For me, playing an arcade cabinet was a special occasion at the movies, a restaurant outing, while my mom was getting her haircut. It’s crazy that I always thought of NBA Jam as a game made by Acclaim, when they were just the company that had ported the game from coin-op to home consoles. They also ended up with the license at the end of their partnership with Midway.

If Midway would have survived and kept the NBA license I could see there being a lot more arcade-style sports games today, but maybe I’m wrong. Maybe it’s a different time and people don’t want that anymore. Look what happened with NBA Playgrounds, it was a mega flop (they had to give us Shaq Fu for FREE after the failed release of NBA Playgrounds). I tried playing NBA Playgrounds many times and it just never felt right. Maybe I was just looking for more NBA Jam and they were trying to do something different.

There were many great tales (real or fake) featured in this book. Shaq owning his own NBA cabinet and having tournaments with his teammates. Michael Jordan not being in the game, but also wanting a cabinet for his home with him in the game just for himself (click the link to read my article about MJ not being in games when I was growing up). Glen Rice beating his kids in NBA Jam. All of the secret players that made it into the game (from developers to actors to presidents).

There’s some good stories about Mark Turmell (creator of NBA Jam) the self-taught coder who made his first game as a teen, Sneakers. He even made it so that when the Pistons (his home team) played the Bulls (their rival), in the final seconds of the game the Bulls shooting percentage would plummet so that his Pistons would always have a chance to come back.

I remember us all punching in random button combos during the pregame loading screen, just to see what cheats we’d unlock. Big Head mode, Juice mode and Power ups for different attributes. This was a big thing in many of Midway’s games (and arcade games in general), mashing buttons in the pre-game loading screen just to see what you could unlock.
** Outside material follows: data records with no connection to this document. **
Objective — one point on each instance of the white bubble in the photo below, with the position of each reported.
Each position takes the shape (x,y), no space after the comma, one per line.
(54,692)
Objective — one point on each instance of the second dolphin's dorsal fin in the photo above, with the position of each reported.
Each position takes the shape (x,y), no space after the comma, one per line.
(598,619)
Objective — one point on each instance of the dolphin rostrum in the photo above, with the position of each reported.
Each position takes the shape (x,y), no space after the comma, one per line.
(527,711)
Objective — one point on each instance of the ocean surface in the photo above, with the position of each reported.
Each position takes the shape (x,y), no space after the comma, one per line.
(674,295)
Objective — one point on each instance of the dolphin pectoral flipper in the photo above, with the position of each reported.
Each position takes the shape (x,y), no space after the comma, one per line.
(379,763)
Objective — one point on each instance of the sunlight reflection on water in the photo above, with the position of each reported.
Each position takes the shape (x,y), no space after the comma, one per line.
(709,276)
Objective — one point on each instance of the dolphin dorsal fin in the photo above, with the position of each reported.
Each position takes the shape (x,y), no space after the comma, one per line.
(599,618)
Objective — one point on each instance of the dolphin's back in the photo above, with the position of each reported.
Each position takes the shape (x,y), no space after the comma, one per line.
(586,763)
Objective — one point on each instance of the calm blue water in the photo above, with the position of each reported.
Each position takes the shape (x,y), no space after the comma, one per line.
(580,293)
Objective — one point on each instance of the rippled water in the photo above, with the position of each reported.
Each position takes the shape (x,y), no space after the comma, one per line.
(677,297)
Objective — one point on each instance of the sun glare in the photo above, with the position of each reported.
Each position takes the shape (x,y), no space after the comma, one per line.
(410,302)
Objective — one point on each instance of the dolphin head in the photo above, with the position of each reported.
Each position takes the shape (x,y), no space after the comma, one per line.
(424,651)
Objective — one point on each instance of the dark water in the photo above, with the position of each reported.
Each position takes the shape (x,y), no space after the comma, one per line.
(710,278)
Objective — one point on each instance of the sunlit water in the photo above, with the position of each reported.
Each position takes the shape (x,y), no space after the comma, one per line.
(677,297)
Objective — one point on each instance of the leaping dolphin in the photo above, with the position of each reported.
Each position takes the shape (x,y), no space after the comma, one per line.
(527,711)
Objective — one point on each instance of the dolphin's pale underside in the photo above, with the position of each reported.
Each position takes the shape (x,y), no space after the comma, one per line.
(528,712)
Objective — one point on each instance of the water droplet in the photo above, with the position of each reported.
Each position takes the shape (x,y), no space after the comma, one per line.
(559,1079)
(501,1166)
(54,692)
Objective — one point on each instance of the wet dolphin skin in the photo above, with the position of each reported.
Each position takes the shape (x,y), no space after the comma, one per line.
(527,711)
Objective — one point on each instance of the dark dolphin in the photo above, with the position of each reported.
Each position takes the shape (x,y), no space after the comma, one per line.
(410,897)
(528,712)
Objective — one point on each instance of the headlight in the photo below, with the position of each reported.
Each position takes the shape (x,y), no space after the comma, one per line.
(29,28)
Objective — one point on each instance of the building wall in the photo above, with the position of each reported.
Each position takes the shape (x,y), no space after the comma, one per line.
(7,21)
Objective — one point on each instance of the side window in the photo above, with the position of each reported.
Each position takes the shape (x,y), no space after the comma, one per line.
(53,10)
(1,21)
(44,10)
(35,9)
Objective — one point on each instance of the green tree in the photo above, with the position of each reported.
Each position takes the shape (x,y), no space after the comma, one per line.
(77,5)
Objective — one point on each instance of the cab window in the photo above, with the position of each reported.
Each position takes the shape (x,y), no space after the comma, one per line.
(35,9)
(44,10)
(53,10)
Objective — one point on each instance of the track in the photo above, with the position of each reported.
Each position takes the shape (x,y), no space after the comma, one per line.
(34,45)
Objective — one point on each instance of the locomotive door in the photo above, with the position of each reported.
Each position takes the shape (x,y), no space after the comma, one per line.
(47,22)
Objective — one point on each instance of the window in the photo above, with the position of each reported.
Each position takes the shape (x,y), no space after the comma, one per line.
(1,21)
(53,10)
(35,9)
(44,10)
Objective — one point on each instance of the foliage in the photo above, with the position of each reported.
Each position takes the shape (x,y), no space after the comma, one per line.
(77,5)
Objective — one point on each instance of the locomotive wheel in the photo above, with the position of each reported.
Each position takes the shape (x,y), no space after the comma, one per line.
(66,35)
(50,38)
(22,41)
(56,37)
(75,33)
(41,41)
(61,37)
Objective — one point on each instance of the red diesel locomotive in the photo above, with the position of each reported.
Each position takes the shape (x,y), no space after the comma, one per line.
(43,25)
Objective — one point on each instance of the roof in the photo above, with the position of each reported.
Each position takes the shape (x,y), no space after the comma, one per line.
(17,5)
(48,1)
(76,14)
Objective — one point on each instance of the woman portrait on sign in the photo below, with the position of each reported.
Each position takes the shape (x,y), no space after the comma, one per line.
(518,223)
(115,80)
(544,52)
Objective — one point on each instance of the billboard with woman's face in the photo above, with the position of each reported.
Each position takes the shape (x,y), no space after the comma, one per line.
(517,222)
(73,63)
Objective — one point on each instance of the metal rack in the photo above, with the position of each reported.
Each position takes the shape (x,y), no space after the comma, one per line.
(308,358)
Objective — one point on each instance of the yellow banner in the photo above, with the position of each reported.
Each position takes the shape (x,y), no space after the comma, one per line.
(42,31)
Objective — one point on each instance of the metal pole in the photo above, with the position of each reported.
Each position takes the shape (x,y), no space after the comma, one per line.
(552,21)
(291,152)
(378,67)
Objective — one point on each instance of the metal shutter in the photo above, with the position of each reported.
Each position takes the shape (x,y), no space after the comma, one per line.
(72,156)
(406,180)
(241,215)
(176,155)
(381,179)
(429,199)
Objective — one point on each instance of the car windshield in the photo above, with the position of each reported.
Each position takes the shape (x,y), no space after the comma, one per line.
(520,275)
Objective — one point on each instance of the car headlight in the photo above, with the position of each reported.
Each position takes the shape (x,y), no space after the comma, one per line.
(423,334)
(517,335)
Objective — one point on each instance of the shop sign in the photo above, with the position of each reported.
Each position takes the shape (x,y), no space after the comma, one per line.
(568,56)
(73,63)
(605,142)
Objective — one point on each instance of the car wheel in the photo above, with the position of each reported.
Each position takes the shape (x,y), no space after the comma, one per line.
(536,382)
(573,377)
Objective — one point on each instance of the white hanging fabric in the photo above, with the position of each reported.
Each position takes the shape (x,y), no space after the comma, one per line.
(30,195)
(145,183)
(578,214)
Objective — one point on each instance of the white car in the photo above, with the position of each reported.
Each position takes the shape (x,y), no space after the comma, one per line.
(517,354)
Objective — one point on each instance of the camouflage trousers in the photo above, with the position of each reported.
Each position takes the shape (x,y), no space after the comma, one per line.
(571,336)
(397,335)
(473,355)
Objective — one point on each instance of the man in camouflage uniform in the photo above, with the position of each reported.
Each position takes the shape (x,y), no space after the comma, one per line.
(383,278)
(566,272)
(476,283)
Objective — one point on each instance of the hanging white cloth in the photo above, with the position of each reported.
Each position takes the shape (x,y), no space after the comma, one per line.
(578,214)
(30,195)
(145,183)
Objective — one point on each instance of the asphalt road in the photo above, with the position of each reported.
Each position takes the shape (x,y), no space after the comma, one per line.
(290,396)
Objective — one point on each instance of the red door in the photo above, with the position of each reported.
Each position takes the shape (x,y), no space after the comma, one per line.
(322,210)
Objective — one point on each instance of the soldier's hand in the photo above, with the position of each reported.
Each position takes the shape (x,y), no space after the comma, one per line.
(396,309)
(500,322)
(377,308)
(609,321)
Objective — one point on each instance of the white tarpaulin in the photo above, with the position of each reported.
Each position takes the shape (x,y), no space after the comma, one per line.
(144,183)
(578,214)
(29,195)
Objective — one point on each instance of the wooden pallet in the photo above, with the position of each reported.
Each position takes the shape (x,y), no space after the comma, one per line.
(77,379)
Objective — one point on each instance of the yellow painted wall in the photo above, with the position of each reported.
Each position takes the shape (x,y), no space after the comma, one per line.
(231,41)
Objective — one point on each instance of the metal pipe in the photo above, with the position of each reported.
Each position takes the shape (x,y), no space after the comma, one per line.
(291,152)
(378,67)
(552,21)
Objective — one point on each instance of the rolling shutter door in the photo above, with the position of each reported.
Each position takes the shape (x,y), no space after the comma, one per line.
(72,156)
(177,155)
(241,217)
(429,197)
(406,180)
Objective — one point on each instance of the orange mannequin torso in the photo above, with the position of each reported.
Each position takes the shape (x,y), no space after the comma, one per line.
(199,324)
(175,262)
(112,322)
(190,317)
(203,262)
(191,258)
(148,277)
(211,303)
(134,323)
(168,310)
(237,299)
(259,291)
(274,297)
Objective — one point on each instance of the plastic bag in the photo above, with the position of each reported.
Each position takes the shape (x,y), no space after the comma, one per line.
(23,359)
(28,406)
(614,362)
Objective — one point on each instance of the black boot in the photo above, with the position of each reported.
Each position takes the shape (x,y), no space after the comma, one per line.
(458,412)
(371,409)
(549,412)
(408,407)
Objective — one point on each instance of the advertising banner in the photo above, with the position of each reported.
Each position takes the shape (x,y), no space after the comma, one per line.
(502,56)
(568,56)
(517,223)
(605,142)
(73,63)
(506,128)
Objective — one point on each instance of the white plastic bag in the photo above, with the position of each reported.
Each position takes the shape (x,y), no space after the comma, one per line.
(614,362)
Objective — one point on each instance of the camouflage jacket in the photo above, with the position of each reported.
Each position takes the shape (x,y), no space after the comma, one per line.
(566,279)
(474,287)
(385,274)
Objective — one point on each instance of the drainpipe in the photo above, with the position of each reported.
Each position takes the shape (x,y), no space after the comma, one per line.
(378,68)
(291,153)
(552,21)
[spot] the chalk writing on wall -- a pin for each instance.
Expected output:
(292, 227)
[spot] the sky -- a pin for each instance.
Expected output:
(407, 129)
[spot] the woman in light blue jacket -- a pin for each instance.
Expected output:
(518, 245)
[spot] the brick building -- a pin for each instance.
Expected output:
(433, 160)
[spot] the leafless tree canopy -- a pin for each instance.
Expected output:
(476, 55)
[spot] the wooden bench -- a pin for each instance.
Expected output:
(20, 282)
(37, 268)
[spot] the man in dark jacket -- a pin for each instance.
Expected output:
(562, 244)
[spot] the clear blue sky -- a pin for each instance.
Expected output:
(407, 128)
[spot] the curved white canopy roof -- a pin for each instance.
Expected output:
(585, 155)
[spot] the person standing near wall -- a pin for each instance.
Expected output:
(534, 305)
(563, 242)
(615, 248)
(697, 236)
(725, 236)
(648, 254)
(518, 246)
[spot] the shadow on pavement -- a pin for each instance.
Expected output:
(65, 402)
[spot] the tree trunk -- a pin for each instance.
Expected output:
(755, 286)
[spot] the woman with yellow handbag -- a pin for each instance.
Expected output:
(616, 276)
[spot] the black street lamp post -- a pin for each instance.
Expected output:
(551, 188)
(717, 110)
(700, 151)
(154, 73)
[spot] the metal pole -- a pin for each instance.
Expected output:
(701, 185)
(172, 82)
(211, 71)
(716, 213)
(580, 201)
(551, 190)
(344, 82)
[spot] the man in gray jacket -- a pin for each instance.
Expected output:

It was a thing in Mortal Kombat and most of NBA Jam’s successors.

Finding my copy of NBA Jam and all of these other games has really made me want to plug in my SNES and see how these games hold up. And I may do that soon.

If you find a book in the Boss Fight Books library about a game that meant a lot to you, I definitely recommend you read it. It’s cool to see what the game may have meant to other people, or learn about it’s strange history (because let’s face it, most games do have strange histories).